Major issue is genuine JSON payloads usually has the chars like { , }, [ and ]. But i like to throw fauly only when they are present like below. Please note the Hello World in the sample payload. It contains the curly brace ({) in it. I like to throw error in this case.

{ "object": { "a": "b", "c": "d", "e": "f" }, "array": [ 1, 2 ], "string": "Hello {World" }

Thanks again for your help.

@dchiesa1 @  how can I escape everything you do not explicitly need

E.g. escape every char except “a-z,A-Z,0-9,-,_,.,,"

I think you mean REJECT every character other than a-z, A-Z, etc. In the context of the original question, :Escape: meant, how can I refer to those special characters in a regular expression. And a good way to do that is to use unicode sequences.
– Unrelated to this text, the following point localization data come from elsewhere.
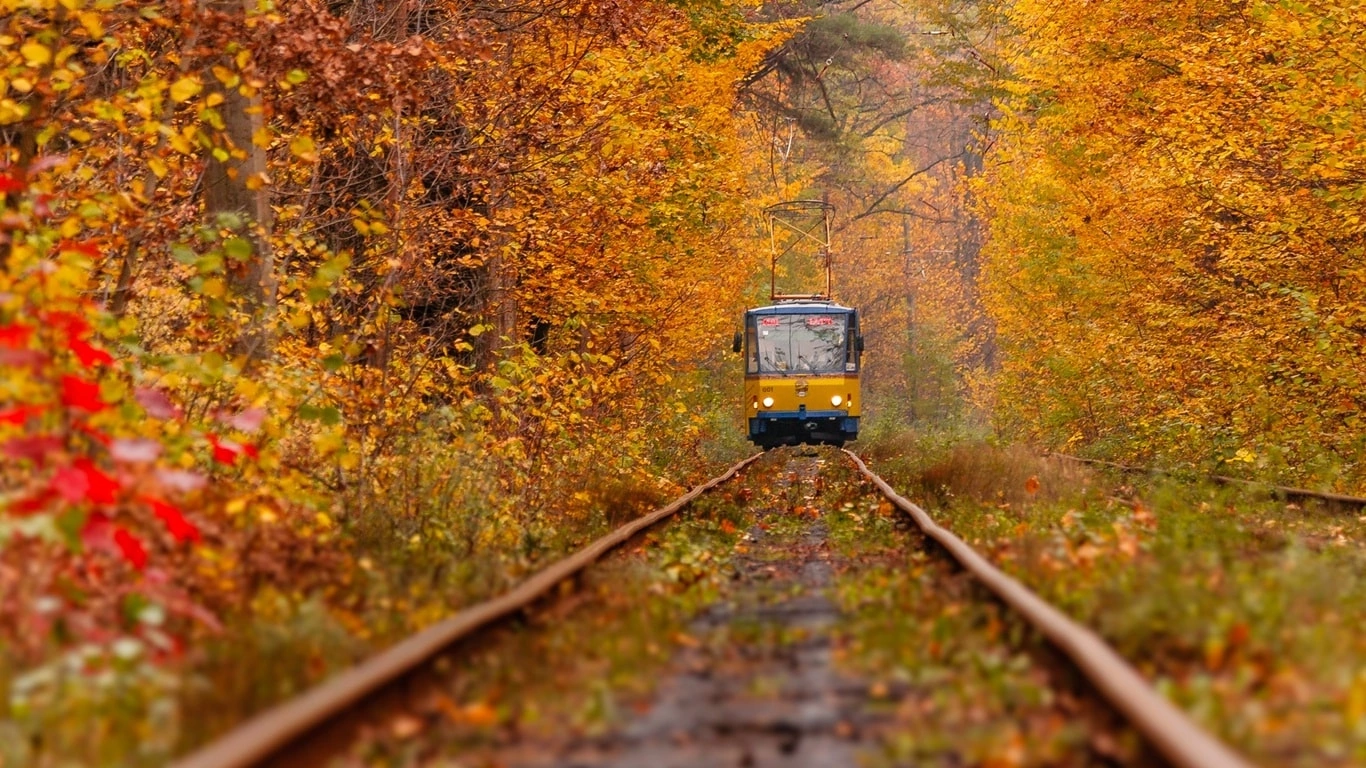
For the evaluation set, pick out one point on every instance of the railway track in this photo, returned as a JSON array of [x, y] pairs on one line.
[[1333, 500], [704, 714]]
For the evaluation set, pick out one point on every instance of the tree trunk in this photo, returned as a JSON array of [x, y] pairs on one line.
[[227, 190]]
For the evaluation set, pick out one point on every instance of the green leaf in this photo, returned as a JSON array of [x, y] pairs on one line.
[[183, 253]]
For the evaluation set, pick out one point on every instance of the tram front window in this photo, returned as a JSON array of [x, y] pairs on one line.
[[801, 343]]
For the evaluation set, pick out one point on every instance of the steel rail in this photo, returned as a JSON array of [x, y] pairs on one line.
[[268, 733], [1171, 733], [1280, 489]]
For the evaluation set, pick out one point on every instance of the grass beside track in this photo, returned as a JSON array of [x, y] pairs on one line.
[[1242, 610]]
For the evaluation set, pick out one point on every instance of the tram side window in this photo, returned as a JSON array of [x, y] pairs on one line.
[[751, 347], [851, 354]]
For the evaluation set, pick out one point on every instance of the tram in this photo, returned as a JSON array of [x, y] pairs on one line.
[[802, 353]]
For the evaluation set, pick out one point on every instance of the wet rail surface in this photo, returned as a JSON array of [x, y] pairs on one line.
[[756, 679]]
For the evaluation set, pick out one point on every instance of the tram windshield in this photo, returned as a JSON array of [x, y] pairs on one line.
[[798, 343]]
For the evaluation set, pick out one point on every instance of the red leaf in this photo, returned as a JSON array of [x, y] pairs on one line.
[[131, 548], [22, 358], [94, 533], [174, 519], [84, 249], [89, 354], [224, 451], [19, 416], [85, 483], [15, 335], [71, 484], [33, 503], [82, 395], [104, 489]]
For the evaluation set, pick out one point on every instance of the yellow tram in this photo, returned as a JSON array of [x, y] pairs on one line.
[[801, 373], [802, 353]]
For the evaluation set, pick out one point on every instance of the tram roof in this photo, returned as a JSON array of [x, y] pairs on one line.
[[798, 308]]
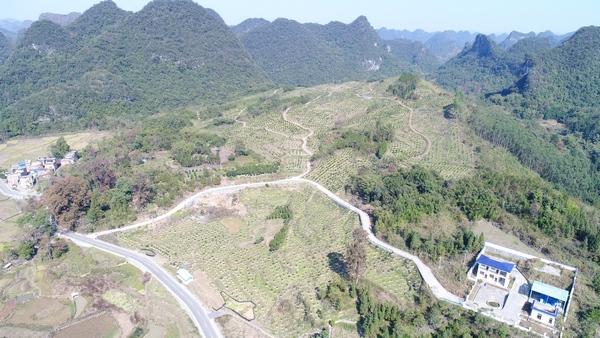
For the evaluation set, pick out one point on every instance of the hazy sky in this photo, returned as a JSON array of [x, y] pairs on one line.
[[485, 16]]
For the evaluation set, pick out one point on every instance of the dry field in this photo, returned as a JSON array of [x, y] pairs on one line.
[[18, 149], [223, 240], [112, 299]]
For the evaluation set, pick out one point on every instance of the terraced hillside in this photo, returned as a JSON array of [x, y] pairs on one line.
[[274, 125], [230, 236]]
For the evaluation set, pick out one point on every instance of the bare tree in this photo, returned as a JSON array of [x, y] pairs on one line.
[[356, 255]]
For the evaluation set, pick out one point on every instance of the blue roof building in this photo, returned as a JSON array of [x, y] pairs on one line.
[[494, 270], [547, 302]]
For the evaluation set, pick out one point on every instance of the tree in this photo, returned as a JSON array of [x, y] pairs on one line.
[[101, 174], [26, 250], [356, 255], [60, 148], [67, 200]]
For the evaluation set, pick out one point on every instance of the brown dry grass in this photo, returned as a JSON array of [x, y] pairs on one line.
[[42, 312], [101, 326]]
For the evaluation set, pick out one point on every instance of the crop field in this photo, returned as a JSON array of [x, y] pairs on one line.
[[227, 239], [335, 171], [19, 149], [37, 299]]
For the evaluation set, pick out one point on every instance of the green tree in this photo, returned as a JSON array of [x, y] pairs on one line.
[[60, 148], [356, 255], [26, 250]]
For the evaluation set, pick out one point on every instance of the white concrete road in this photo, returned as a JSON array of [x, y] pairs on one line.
[[206, 325], [14, 194], [188, 301]]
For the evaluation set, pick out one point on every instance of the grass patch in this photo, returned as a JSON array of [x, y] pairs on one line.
[[281, 283]]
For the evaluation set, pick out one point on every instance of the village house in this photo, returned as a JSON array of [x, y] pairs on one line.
[[24, 174], [70, 158], [547, 302], [493, 270]]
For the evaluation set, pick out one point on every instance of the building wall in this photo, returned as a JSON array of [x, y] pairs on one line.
[[493, 275], [542, 317]]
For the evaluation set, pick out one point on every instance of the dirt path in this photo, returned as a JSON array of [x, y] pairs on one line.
[[236, 119], [414, 130]]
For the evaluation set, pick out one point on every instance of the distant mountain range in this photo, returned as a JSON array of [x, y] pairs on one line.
[[60, 19], [293, 53], [108, 63], [447, 44]]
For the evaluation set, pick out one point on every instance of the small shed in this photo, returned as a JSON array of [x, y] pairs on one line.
[[185, 276]]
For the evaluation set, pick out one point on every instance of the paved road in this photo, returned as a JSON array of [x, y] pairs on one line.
[[436, 287], [199, 315], [190, 303], [17, 195]]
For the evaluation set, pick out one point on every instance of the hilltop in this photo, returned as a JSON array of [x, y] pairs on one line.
[[292, 53]]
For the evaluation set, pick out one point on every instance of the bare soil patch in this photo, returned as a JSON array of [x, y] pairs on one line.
[[42, 312], [232, 224], [202, 287]]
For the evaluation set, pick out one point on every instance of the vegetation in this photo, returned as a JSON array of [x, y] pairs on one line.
[[253, 169], [481, 68], [285, 213], [356, 255], [295, 54], [571, 169], [405, 86], [111, 65], [60, 148], [378, 319]]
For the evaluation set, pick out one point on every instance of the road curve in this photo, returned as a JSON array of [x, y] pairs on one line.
[[188, 301], [436, 287], [14, 194], [193, 307]]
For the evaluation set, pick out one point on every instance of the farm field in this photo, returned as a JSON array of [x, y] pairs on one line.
[[86, 293], [223, 240], [275, 130], [19, 149]]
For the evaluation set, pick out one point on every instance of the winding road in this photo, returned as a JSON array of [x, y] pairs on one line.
[[189, 302], [14, 194]]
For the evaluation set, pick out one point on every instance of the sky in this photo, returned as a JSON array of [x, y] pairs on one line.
[[560, 16]]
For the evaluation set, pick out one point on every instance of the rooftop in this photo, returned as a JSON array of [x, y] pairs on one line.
[[549, 290], [495, 263]]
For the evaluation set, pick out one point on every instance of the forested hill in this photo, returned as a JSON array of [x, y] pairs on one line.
[[415, 53], [567, 77], [481, 68], [248, 25], [292, 53], [110, 63], [4, 48], [60, 19]]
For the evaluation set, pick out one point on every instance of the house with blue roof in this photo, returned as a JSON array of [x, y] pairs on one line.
[[547, 302], [493, 270]]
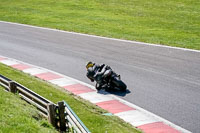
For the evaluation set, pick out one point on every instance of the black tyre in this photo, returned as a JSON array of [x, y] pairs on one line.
[[119, 84], [97, 86]]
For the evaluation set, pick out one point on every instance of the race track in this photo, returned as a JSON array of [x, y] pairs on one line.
[[162, 80]]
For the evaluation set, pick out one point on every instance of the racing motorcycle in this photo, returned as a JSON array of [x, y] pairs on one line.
[[107, 79]]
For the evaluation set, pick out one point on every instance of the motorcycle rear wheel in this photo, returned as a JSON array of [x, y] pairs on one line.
[[119, 84]]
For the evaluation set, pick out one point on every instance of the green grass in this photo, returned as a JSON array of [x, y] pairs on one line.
[[17, 116], [90, 114], [172, 22]]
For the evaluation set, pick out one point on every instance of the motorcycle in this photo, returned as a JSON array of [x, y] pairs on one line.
[[108, 80]]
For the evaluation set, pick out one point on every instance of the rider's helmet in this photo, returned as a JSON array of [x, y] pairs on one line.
[[89, 64]]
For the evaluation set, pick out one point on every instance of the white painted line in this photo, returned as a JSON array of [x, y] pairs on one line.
[[9, 62], [34, 71], [151, 114], [63, 82], [136, 118], [128, 41], [94, 97]]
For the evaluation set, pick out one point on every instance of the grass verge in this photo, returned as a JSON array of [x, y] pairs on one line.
[[17, 116], [172, 22], [90, 114]]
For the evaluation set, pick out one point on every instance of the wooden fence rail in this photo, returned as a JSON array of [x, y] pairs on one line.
[[60, 115]]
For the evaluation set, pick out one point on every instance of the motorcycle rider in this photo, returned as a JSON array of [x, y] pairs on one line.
[[104, 76], [96, 71]]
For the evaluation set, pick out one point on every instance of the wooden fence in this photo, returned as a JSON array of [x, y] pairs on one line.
[[60, 115]]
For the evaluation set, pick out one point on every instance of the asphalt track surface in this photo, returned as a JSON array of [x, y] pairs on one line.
[[162, 80]]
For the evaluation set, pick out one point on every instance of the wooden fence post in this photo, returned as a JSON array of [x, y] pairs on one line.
[[61, 109], [12, 87], [52, 114]]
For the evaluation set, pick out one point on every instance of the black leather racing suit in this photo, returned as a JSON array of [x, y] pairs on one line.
[[96, 72]]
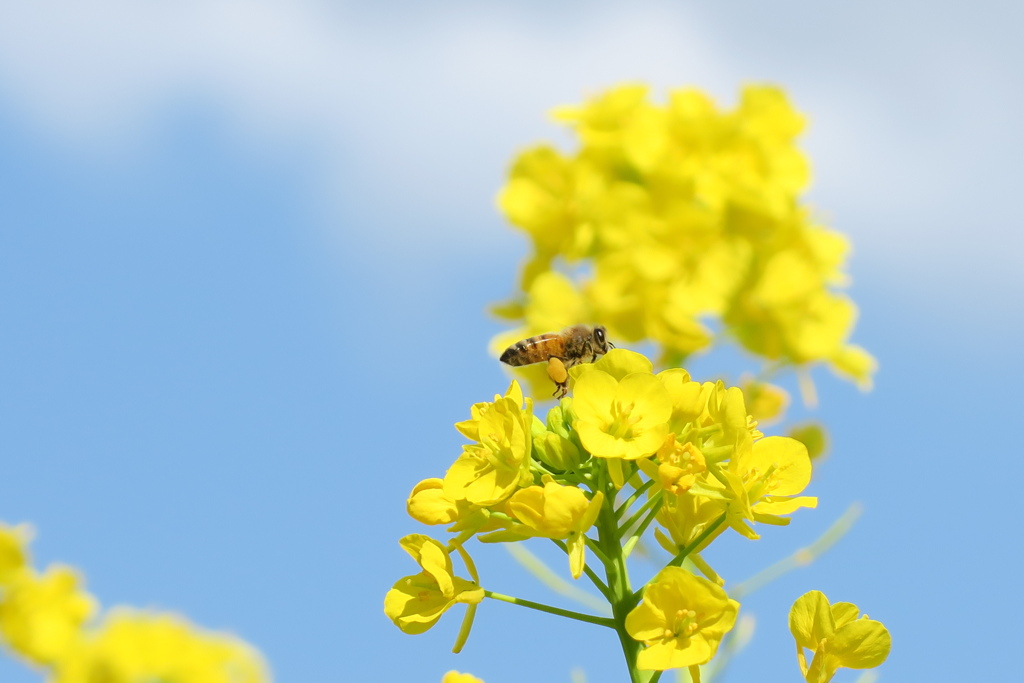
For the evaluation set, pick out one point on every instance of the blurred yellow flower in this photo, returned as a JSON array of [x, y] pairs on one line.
[[136, 647], [456, 677], [681, 620], [837, 635], [680, 213], [41, 616], [13, 552]]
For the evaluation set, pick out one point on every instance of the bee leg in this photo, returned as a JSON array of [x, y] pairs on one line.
[[558, 375]]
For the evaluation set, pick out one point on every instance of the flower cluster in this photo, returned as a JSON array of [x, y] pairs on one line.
[[668, 216], [632, 447], [47, 620]]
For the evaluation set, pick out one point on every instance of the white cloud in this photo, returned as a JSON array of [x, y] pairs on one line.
[[420, 112]]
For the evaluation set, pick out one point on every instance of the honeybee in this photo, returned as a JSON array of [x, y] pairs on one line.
[[581, 343]]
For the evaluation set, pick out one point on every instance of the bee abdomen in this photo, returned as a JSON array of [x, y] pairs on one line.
[[527, 351]]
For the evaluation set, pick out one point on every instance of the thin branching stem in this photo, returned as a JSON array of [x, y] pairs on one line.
[[568, 613]]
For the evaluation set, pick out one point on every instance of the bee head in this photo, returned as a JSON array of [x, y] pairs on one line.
[[601, 342]]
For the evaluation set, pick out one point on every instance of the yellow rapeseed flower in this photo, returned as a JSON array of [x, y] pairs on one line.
[[553, 511], [491, 470], [456, 677], [621, 415], [41, 616], [765, 479], [13, 552], [681, 620], [681, 213], [415, 603], [134, 646], [837, 635], [678, 466]]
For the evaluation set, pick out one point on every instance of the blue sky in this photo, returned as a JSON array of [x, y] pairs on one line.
[[245, 251]]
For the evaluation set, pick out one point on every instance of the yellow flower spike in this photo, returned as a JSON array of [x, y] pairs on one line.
[[41, 616], [415, 603], [489, 471], [689, 399], [619, 363], [626, 418], [686, 212], [555, 511], [678, 466], [681, 620], [13, 552], [456, 677], [837, 635]]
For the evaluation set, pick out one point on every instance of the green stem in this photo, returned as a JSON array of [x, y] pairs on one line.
[[629, 501], [619, 586], [681, 557], [678, 559], [635, 537], [651, 502], [568, 613]]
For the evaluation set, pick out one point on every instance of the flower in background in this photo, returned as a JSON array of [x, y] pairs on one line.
[[670, 215], [837, 635], [41, 616]]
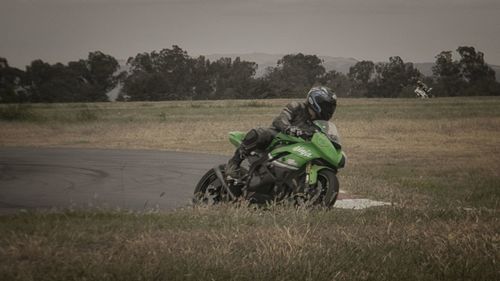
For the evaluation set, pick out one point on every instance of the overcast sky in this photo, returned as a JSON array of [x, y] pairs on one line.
[[416, 30]]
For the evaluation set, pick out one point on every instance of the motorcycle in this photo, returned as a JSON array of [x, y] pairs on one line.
[[302, 170]]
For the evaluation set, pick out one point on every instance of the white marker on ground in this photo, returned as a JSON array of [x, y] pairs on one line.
[[357, 204]]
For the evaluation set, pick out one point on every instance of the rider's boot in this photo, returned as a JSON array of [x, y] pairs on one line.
[[233, 170]]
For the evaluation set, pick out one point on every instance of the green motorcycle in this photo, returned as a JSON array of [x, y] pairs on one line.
[[301, 170]]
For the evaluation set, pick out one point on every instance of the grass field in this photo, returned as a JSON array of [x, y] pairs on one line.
[[437, 161]]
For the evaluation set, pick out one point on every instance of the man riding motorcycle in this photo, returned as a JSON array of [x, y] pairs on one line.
[[295, 119]]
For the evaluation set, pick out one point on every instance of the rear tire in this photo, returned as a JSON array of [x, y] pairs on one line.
[[209, 190], [325, 192]]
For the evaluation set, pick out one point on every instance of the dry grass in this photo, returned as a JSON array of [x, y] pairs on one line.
[[232, 243]]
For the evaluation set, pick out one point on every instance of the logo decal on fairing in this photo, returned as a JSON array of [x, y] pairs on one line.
[[302, 151]]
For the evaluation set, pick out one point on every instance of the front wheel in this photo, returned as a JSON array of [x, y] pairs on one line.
[[209, 189], [324, 193]]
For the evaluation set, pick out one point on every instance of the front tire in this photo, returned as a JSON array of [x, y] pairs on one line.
[[209, 190]]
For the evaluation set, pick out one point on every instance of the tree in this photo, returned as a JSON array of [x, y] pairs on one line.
[[449, 80], [393, 77], [164, 75], [479, 76], [80, 81], [13, 87], [294, 75], [233, 79], [338, 82], [361, 76]]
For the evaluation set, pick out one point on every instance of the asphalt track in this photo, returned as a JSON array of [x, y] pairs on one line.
[[45, 178]]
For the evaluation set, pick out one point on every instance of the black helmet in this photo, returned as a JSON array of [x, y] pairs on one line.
[[323, 101]]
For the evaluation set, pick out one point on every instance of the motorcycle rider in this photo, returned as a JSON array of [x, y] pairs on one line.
[[422, 90], [295, 119]]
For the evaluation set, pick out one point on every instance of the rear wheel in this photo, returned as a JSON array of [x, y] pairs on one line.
[[324, 193], [209, 189]]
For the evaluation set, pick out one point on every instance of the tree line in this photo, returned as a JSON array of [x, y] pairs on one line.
[[171, 74]]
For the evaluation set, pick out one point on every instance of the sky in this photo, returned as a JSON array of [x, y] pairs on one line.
[[415, 30]]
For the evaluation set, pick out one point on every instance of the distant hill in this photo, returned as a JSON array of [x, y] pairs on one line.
[[270, 60], [339, 64]]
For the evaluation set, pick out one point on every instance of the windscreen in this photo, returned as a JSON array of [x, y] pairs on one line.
[[329, 129]]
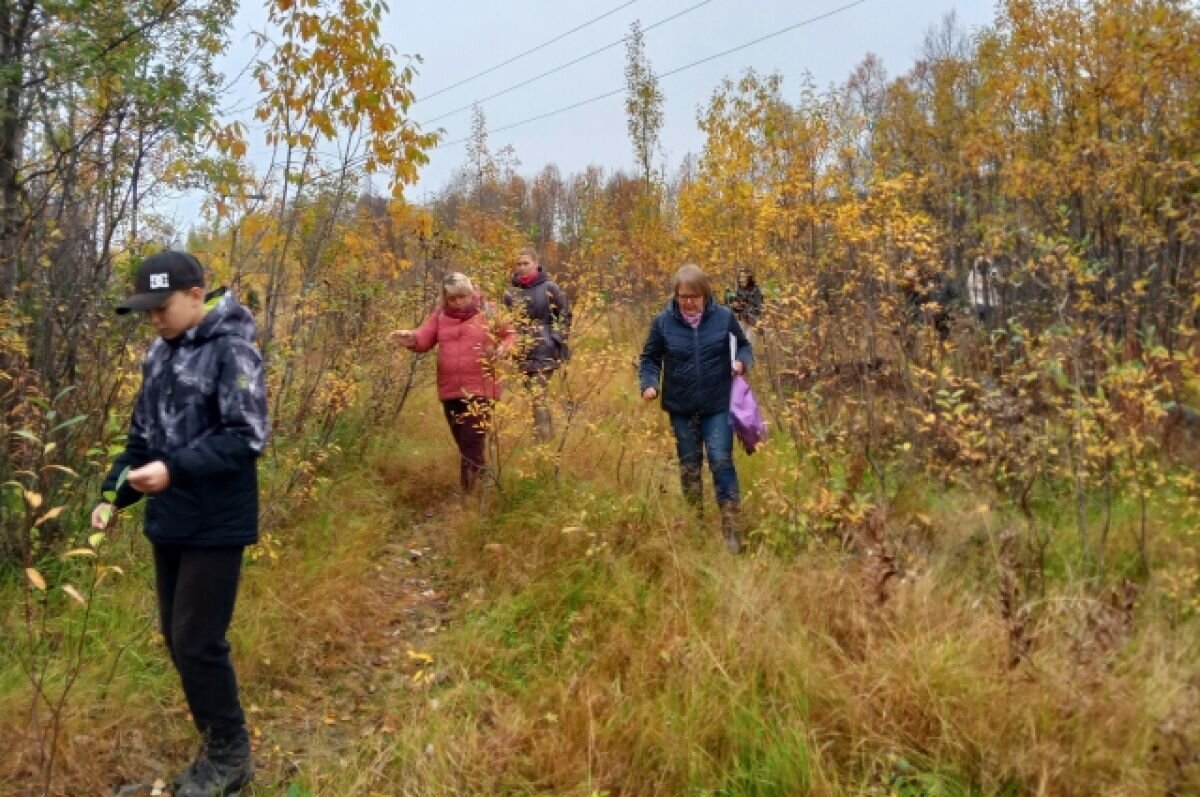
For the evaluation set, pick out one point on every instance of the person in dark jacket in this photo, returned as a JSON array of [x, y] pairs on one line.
[[544, 324], [198, 426], [747, 303], [688, 359]]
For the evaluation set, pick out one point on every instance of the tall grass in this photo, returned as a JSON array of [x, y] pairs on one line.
[[582, 633]]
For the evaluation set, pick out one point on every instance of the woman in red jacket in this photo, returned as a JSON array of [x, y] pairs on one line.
[[468, 346]]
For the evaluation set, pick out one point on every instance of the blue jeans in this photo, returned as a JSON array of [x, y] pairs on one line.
[[695, 435]]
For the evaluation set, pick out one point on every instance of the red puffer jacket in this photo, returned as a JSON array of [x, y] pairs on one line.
[[467, 352]]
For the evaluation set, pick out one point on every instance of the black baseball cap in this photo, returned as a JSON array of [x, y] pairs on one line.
[[159, 276]]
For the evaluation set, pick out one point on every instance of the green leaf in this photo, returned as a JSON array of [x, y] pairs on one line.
[[67, 424]]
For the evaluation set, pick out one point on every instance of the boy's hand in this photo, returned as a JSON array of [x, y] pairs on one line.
[[150, 478], [102, 514]]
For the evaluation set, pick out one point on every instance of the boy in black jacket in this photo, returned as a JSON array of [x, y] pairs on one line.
[[198, 426]]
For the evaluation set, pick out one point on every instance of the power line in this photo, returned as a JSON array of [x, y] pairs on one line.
[[528, 52], [675, 71], [562, 66]]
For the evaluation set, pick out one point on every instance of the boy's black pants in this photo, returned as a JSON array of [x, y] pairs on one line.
[[197, 588]]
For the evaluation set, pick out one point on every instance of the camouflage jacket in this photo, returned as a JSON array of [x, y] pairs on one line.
[[202, 411]]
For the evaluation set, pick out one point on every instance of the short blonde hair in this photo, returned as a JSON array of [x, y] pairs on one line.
[[693, 276], [457, 285]]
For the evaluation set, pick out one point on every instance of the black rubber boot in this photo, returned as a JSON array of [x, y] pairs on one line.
[[731, 526], [226, 768], [693, 487]]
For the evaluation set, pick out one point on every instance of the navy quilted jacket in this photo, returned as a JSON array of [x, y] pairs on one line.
[[693, 364], [202, 409]]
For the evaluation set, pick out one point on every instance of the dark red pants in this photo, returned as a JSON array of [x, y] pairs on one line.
[[468, 420]]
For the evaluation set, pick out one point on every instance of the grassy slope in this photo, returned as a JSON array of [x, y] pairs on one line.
[[593, 637]]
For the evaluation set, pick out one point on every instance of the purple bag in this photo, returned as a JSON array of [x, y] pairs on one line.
[[744, 415]]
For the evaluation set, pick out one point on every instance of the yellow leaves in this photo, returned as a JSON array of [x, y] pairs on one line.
[[49, 515], [35, 579], [424, 658], [75, 594]]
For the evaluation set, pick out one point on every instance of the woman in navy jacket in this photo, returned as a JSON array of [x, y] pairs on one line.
[[687, 358]]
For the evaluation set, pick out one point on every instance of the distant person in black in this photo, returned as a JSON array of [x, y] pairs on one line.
[[544, 325], [747, 303]]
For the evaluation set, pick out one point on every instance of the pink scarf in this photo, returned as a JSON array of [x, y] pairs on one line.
[[465, 312]]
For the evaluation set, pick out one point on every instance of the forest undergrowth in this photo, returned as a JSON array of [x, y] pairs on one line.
[[565, 635]]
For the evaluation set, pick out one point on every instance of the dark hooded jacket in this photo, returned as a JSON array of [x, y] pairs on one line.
[[544, 322], [693, 364], [202, 409]]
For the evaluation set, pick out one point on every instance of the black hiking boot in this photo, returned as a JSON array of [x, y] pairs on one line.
[[731, 526], [223, 769], [180, 778]]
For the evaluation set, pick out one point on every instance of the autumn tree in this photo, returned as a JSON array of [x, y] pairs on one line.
[[643, 101]]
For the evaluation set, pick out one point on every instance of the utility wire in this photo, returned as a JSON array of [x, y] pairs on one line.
[[562, 66], [357, 161], [528, 52], [675, 71]]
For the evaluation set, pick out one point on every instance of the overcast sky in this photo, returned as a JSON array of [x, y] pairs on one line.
[[459, 39]]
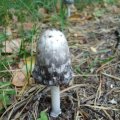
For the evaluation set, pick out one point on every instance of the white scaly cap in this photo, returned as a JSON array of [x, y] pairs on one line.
[[53, 64]]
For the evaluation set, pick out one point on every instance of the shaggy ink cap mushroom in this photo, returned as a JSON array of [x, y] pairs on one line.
[[69, 3], [53, 65]]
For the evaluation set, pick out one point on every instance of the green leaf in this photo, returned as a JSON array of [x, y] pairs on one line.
[[43, 116]]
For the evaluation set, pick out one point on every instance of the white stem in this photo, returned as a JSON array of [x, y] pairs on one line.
[[69, 11], [55, 98]]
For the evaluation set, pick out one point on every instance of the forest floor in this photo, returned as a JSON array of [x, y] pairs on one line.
[[94, 92]]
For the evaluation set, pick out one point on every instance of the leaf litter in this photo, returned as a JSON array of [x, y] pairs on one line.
[[95, 91]]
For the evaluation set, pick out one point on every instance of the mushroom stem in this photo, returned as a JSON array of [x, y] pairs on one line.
[[69, 11], [55, 98]]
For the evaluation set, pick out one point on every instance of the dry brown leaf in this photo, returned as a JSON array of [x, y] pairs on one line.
[[27, 26], [12, 45], [93, 49], [18, 79]]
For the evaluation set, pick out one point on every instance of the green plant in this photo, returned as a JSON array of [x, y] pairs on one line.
[[5, 94]]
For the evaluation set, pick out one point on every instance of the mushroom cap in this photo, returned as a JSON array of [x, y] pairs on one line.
[[68, 1], [53, 64]]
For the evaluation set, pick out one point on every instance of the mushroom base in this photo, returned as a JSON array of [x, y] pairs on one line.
[[55, 100]]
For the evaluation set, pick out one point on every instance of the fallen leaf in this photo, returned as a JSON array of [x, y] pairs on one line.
[[93, 49], [28, 26]]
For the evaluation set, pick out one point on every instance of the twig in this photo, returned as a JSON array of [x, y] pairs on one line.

But, you are asking something different. I think you are asking, how do I get a regular expression that matches "anything except a known-good range of characters"?

This is a regex question, not an Apigee question. So you can find the answer in any regex information source. I think what you want is a exclusion range. You express this in regex using square brackets and specifying the caret (^) as the first character, followed by the characters outside the range. Therefore [^a-z] matches anything that does not fall in the range a-z. And [^a-zA-Z0-9] matches anything that is not a-z, and is not A-Z, and is also not 0-9. A string like foo_bar would match, because the underscore character falls outside of all those ranges.  A string like foobar would not match that regex. "foobar" has no characters that fall outside the excluded range. 

You can use an online tool like this one to test regular expressions dynamically.  There are slight differences in regex engines, mostly around edge cases or special flags. If you use a tool that allows you to select the engine (Python, PCRE, etc), choose Java. Apigee uses the Java Regex engine. For the case you're talking about here - a  simple exclusion range - all of the major regex engines behave the same way.